Het lukte mij maar niet om om hulp te vragen. Ik wist wat ik nodig had, ik wist dat ik niet zonder kon, maar ik wist ook dat ik niet kon vragen om mijn behoeften. Ik voelde mij te veel voor alles en iedereen. Het ging altijd goed en ik wist de act eigenlijk perfect op te houden. Huilen deed ik niet, want waar was dat voor nodig? Het hielp immers niet. Ik zocht naar rationele oplossingen, terwijl mijn emotie ruimte zocht. Soms liggen de antwoorden niet in het verstand, maar in het gevoel.
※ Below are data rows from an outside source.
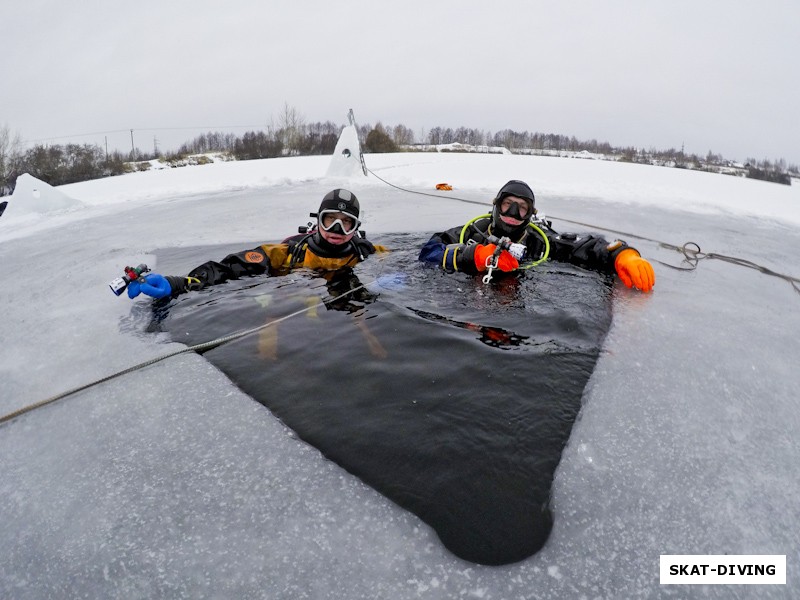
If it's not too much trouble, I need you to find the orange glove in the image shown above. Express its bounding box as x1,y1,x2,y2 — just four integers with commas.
475,244,519,271
614,248,656,292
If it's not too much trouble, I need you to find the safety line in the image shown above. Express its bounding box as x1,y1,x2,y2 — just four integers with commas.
0,278,377,425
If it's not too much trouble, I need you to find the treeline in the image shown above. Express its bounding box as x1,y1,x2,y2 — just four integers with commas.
0,112,800,196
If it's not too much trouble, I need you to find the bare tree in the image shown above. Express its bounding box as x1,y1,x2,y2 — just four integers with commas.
276,102,306,154
0,125,22,196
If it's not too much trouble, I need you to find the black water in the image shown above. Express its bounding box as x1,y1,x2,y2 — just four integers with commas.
152,235,611,565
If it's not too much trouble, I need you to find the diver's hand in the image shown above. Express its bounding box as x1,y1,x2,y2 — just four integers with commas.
614,248,656,292
474,244,519,271
128,273,172,298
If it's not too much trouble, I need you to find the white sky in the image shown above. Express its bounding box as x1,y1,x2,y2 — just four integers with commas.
6,0,800,164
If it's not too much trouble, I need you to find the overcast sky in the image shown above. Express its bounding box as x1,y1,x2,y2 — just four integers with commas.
6,0,800,164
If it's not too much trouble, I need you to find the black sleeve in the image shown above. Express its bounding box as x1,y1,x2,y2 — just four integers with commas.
535,232,630,273
167,247,269,296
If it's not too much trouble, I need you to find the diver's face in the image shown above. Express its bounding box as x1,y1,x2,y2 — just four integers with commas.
319,210,358,246
498,196,531,227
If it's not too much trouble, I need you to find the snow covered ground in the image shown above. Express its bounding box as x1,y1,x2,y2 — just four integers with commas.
0,153,800,599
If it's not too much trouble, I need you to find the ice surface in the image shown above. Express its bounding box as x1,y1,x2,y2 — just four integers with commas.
0,154,800,599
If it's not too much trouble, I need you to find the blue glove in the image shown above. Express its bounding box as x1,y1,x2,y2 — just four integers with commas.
128,273,172,298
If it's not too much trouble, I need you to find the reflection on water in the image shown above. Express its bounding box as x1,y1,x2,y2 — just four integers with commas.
152,236,611,565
En juist dat is wat je jarenlang hebt uitgeschakeld. Als kind leerde je dat het er niet mocht zijn; ergens had het een functie. Maar hier zit je dan, als volwassene zonder de capaciteit om gevoelens te tonen, maar wel met de behoefte om getroost te worden.
Farah is sinds 2021 gastblogger bij Proud2Bme. Ze blogt onder andere over haar ervaringen met eergerelateerd geweld, trauma’s, opgroeien in een instelling als minderjarige en hoe ze het contact heeft verbroken met haar familie. Je vindt al haar blogs via de tag ‘Farah blogt‘.
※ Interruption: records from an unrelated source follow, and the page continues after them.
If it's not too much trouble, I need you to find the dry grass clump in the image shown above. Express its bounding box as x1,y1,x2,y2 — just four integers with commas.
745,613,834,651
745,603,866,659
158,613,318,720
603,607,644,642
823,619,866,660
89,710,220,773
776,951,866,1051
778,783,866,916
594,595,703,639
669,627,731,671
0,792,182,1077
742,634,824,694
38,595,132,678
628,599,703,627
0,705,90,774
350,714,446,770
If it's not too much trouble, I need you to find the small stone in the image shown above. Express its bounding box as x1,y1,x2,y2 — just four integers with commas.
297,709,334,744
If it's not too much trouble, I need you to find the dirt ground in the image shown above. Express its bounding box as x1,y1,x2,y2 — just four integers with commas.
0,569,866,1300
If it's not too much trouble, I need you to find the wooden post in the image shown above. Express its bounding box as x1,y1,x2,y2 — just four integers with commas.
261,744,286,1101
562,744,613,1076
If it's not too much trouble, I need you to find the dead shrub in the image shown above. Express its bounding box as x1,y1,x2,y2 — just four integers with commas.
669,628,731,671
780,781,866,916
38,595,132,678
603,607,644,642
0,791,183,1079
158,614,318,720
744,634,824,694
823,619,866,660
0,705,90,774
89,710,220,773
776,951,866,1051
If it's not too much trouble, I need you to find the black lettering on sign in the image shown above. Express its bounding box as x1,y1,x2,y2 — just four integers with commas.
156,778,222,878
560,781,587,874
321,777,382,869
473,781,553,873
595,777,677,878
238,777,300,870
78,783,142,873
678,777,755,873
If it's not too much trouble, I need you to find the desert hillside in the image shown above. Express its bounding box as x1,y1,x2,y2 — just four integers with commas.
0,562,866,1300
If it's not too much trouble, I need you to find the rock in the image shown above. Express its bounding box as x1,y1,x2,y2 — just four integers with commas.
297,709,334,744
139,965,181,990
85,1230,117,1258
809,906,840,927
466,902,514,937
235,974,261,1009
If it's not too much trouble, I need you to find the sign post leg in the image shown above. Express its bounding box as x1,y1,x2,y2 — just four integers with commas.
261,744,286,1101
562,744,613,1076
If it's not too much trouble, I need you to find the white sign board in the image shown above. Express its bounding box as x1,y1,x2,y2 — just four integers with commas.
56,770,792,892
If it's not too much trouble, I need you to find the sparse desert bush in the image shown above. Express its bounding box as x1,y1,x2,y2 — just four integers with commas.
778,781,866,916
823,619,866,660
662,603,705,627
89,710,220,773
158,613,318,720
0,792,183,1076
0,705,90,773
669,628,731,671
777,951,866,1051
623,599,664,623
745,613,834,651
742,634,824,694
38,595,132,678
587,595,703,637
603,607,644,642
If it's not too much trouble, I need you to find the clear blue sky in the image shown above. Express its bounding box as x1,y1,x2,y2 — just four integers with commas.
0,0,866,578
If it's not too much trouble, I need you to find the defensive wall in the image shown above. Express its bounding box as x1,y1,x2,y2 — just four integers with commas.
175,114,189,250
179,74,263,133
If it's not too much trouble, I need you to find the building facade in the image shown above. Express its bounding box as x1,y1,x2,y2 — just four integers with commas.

Het was toen ik steeds ouder werd, dat ik bang werd om geen zorg meer te krijgen. De andere meiden waren op een gegeven moment jonger en zij hadden het meer nodig leek het wel. Zij hadden de hulp nodig en zij verdienden het, maar ik was al ouder en ik moest het zelf kunnen. Ik ben immers geen kind meer. Ik heb mij echter ook nooit echt kind gevoeld. Ik heb als kind gehuild om mijn verjaardagen; ik wilde helemaal niet groter worden, want ik was niet klaar voor de verantwoordelijkheden. Vooral niet voor je eigen verantwoordelijkheid om om hulp te vragen. Dat kon ik helemaal niet. Ik gedroeg mij te allen tijden als een volwassene en ik werd ernaar behandeld, maar ik had de behoeften van een kind. Ik wilde gehoord en gezien worden.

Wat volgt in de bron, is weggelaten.